The Active Partition Gene incC of IncP Plasmids Is Required for Stable Maintenance in a Broad Range of Hosts

Azeem Siddique ¹, David H Figurski ^1,^*

PMCID: PMC134889 PMID: 11872733

Abstract

Plasmids of incompatibility group P (IncP) are capable of replication and stable inheritance in a wide variety of gram-negative bacteria. Three determinants of IncP plasmids are components of an active partition locus that is predicted to function in the segregation of plasmid copies to daughter cells. These determinants are incC, which codes for a member of the ParA family of partition ATPases; korB, which specifies a DNA-binding protein that also functions as a global transcriptional repressor; and O_B, the DNA target for KorB, which occurs at multiple locations on IncP plasmids. To determine the importance and host range of the IncC/KorB partition system in the maintenance of IncP plasmids, we constructed an in-frame deletion of incC in the otherwise intact 60-kb IncPα plasmid R995. R995ΔincC was found to be highly unstable in Escherichia coli, Pseudomonas aeruginosa, Pseudomonas putida, Agrobacterium tumefaciens, and Acinetobacter calcoaceticus, whereas wild-type R995 is stable in all these hosts. In addition, R995ΔincC could not be established in Actinobacillus actinomycetemcomitans. trans-Complementation analysis showed that the coding region for IncC2 polypeptide, which is expressed from an internal translational start within the incC gene, was sufficient to restore stable maintenance to wild-type levels. The results show that the IncC/KorB active partition system of IncP plasmids is remarkably proficient for stable maintenance in diverse bacteria.

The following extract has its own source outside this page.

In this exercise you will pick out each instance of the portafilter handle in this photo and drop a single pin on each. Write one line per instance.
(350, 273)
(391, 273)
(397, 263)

Active partition of bacterial plasmids and chromosomes into newly forming daughter cells is the functional equivalent of mitosis in eukaryotes (10, 14, 16, 19, 29). Early studies on plasmid maintenance and plasmid-plasmid incompatibility led to the identification of genetic loci for active partition (2, 27, 31-33). From sequence analysis, such loci are now known to be widespread among plasmids and bacterial chromosomes (12, 18, 51). The prototypical active partition locus consists of an autoregulated operon of two genes and a cis-acting DNA element functionally analogous to a chromosomal centromere. The genes specify an ATPase and a DNA-binding protein specific for the cis-acting element (3, 12). The partition locus constitutes a functional cassette sufficient to stabilize heterologous, unstable plasmids (1, 11, 27, 33). In a widely accepted model for active partition, replicated DNA molecules are paired in the form of nucleoprotein complexes containing the partition ATPase and the site-specific DNA-binding protein. The paired complexes are proposed to interact with a host DNA segregation apparatus at midcell, which facilitates the separation of the molecules and their translocation towards opposite poles of the cell (4, 21). The nucleoprotein partition complexes of plasmids P1, F, and R1 are understood in considerable molecular detail (8, 17, 21, 25, 37, 44). Additional critical support for the model has emerged from remarkable fluorescence microscopy studies of bacteria showing specific localization and migration of both plasmid and chromosomal DNA (14, 16, 19, 20, 36, 48). However, virtually nothing is known about the identity of the bacterial segregation apparatus or the specific events following the formation of nucleoprotein complexes.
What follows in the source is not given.